There is a reason for the growing antagonism against liberty on campuses across the nation: Karl Marx didn’t believe in the power of ideas and neither do his Leftist worshippers. Marx, in his essay “The German Ideology,” claimed that “when reality is depicted, philosophy as an independent branch of knowledge loses its medium of existence:” Marx is an empiricist, and his claim (one that is itself, ironically, philosophical) is that only that which is material is real. Ideas, says Marx, are just the theories of the rich and powerful used to justify their power and to perpetuate (your) subjugation. Marx can’t prove that claim, because that requires philosophical argument, the very thing he eschews, but that doesn’t mean you can’t be convinced that Marx is right. Black Lives Matter protests demand, whereas MLK convinced and inspired: the world of MLK is one where words have power, the world of BLM is largely one where the only power is physical power. And so a vast majority of students on campuses today do, in fact, believe Marx is right: not because they have deeply wrestled with his assumptions and find them to be rigorous and compelling, but rather because they have been taught that power is the only reality. Seize the means, says Marx, and so we do.
To the precise extent that students have been born and raised in the milieu of cultural marxism, those students aren’t interested in dialogue and argument: they don’t champion free speech as the tried-and-trued method for changing minds. In other words, today’s liberal students aren’t actually interested in being liberal. It’s classical liberalism, the child of Enlightenment liberals like Voltaire, that tells us that the free play of ideas can lead to human flourishing. The founding of America surely rested on that liberalism. What was the process of drafting the Constitution if not a long, wearisome debate on what forms of government our new nation should take? What are The Federalist Papers if not Hamilton, Madison, and Jay trying to convince the fledgling nation of the merits of a strong executive branch by means of polished argumentation? Liberal students of today have been taught that liberalism is a lie, that the only reality is power, that the best way to overcome a commentator who says things you don’t like is to drown out his voice or fight him with fists rather than words.

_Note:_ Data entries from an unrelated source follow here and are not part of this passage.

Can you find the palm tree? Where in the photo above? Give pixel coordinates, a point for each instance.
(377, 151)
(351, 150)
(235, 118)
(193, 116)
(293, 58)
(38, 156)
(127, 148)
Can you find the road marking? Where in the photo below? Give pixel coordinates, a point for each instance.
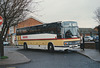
(11, 67)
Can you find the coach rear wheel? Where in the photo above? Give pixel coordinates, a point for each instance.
(25, 46)
(50, 47)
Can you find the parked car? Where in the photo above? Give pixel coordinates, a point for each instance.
(96, 38)
(5, 43)
(88, 38)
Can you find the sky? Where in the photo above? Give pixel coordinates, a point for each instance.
(81, 11)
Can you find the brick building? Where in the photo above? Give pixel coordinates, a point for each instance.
(26, 23)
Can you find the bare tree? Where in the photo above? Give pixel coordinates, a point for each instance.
(97, 15)
(97, 18)
(12, 12)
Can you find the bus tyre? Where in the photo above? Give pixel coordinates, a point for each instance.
(25, 46)
(50, 48)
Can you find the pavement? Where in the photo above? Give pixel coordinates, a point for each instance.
(15, 57)
(90, 53)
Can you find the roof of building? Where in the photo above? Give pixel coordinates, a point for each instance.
(87, 30)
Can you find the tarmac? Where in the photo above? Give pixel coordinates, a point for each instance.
(15, 57)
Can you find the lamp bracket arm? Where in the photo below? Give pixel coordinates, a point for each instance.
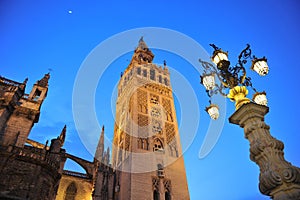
(245, 55)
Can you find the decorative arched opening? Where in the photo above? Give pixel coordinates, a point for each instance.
(167, 195)
(155, 195)
(71, 192)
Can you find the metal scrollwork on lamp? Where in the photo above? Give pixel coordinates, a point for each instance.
(278, 178)
(233, 78)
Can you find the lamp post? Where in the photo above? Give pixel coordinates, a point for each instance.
(278, 178)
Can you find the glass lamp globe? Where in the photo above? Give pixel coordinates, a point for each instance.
(260, 98)
(260, 66)
(213, 111)
(218, 56)
(208, 80)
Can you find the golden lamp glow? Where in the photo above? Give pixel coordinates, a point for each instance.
(260, 98)
(208, 80)
(260, 66)
(219, 56)
(213, 111)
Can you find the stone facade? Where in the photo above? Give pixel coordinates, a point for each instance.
(26, 171)
(146, 147)
(147, 161)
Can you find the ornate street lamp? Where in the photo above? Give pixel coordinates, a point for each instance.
(278, 178)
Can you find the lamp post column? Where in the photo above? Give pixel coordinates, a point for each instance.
(278, 178)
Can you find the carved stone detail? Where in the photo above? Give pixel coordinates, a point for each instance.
(278, 178)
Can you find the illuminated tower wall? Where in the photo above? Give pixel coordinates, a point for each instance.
(147, 151)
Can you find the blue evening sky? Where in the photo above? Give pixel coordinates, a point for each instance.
(36, 36)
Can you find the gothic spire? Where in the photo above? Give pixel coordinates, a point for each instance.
(44, 81)
(100, 146)
(62, 135)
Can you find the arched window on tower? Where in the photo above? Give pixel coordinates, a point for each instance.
(71, 192)
(36, 95)
(155, 195)
(157, 145)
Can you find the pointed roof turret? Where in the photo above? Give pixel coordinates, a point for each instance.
(142, 45)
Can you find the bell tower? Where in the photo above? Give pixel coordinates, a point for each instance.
(146, 146)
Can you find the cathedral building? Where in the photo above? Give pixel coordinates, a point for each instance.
(146, 161)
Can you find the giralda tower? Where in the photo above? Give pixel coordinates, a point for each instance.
(146, 146)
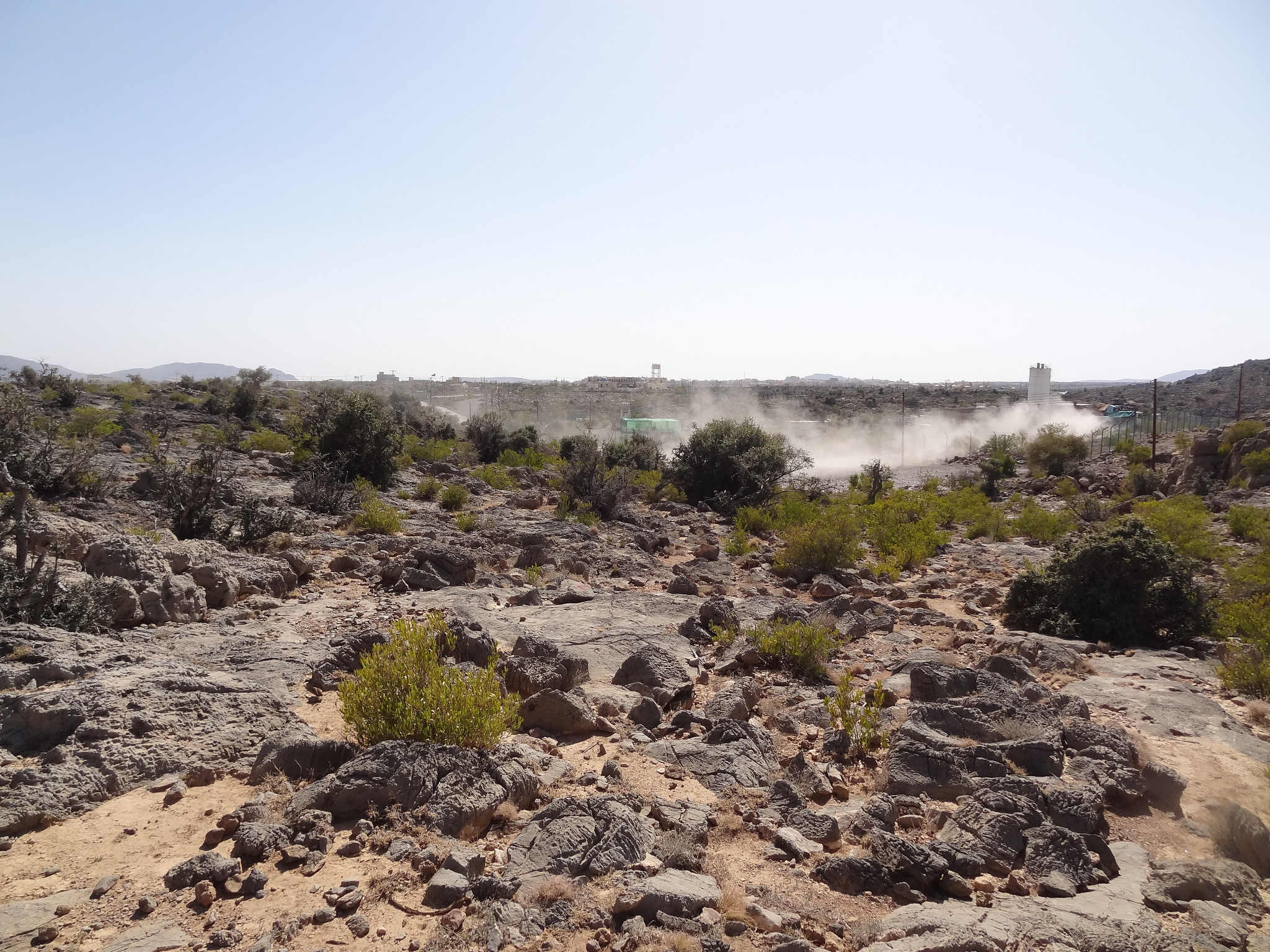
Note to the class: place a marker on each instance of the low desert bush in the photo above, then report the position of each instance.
(827, 545)
(729, 464)
(858, 714)
(493, 477)
(379, 517)
(1054, 450)
(802, 648)
(267, 441)
(1181, 521)
(1041, 524)
(454, 496)
(404, 692)
(1249, 523)
(429, 489)
(1142, 480)
(904, 527)
(1122, 586)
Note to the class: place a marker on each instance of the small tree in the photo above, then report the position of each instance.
(729, 464)
(404, 692)
(486, 433)
(1121, 586)
(1054, 450)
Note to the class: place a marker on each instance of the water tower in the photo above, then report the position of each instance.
(1038, 384)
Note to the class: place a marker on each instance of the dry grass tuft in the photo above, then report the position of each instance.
(1259, 712)
(551, 890)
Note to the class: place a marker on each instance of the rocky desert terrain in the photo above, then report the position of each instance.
(179, 774)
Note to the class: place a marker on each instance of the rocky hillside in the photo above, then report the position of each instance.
(180, 776)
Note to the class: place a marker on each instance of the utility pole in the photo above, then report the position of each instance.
(1238, 398)
(1155, 404)
(904, 399)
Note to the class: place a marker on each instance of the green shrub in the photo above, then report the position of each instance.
(1181, 521)
(874, 480)
(751, 519)
(429, 489)
(729, 464)
(267, 441)
(493, 475)
(1054, 450)
(802, 648)
(992, 523)
(738, 544)
(360, 432)
(404, 692)
(828, 544)
(1241, 431)
(1249, 522)
(1039, 524)
(510, 457)
(1143, 482)
(858, 715)
(1258, 461)
(904, 527)
(379, 517)
(1122, 586)
(486, 433)
(454, 496)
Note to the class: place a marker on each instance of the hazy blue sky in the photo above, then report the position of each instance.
(921, 190)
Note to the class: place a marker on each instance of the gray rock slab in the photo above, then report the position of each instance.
(156, 936)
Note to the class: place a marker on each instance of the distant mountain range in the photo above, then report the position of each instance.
(166, 371)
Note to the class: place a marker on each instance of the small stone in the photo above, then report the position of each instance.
(175, 792)
(205, 892)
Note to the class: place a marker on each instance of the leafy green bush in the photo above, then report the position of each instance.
(873, 480)
(404, 692)
(802, 648)
(360, 432)
(992, 523)
(379, 517)
(828, 544)
(859, 716)
(751, 519)
(904, 527)
(493, 475)
(267, 441)
(429, 489)
(1054, 450)
(454, 496)
(1249, 522)
(1181, 521)
(1143, 482)
(639, 452)
(1258, 461)
(486, 433)
(729, 464)
(738, 544)
(1121, 586)
(1039, 524)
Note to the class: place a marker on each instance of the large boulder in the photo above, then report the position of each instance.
(732, 753)
(460, 788)
(299, 753)
(658, 671)
(575, 837)
(557, 712)
(676, 892)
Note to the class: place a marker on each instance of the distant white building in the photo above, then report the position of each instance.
(1038, 384)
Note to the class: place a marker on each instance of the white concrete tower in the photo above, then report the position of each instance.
(1038, 384)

The Athenians killed Socrates but we still read his philosophy today. As that great liberal comic book writer Alan Moore shows us in “V for Vendetta,” you can kill a man but an idea can live forever. I mention Moore because he helps us formulate a response to cultural marxism. The contemporary conundrum is, how do you talk to a student who doesn’t believe in talking? Marx said all art is false consciousness produced by the bourgeoisie: but even if we believe him (and I’m not convinced most of us do), we still go to see “Wonder Woman” in the theaters. Art, then, might very well become the last bastion of liberty, the last place we can defend ideas against the maxims of those who believe only in power. But however we go about convincing others that cultural marxism is a lie, it is important that we do indeed expose that lie. There might be steep costs in making that argument to an increasingly angry populace, but we must have courage, for what we are arguing for is nothing less than the preservation of our increasingly fragile liberal democracy. Let us not succumb to cultural marxism: we are Americans, after all, and the very existence of our nation is a reminder that ideas have consequences, and reasoned speech really can change the world.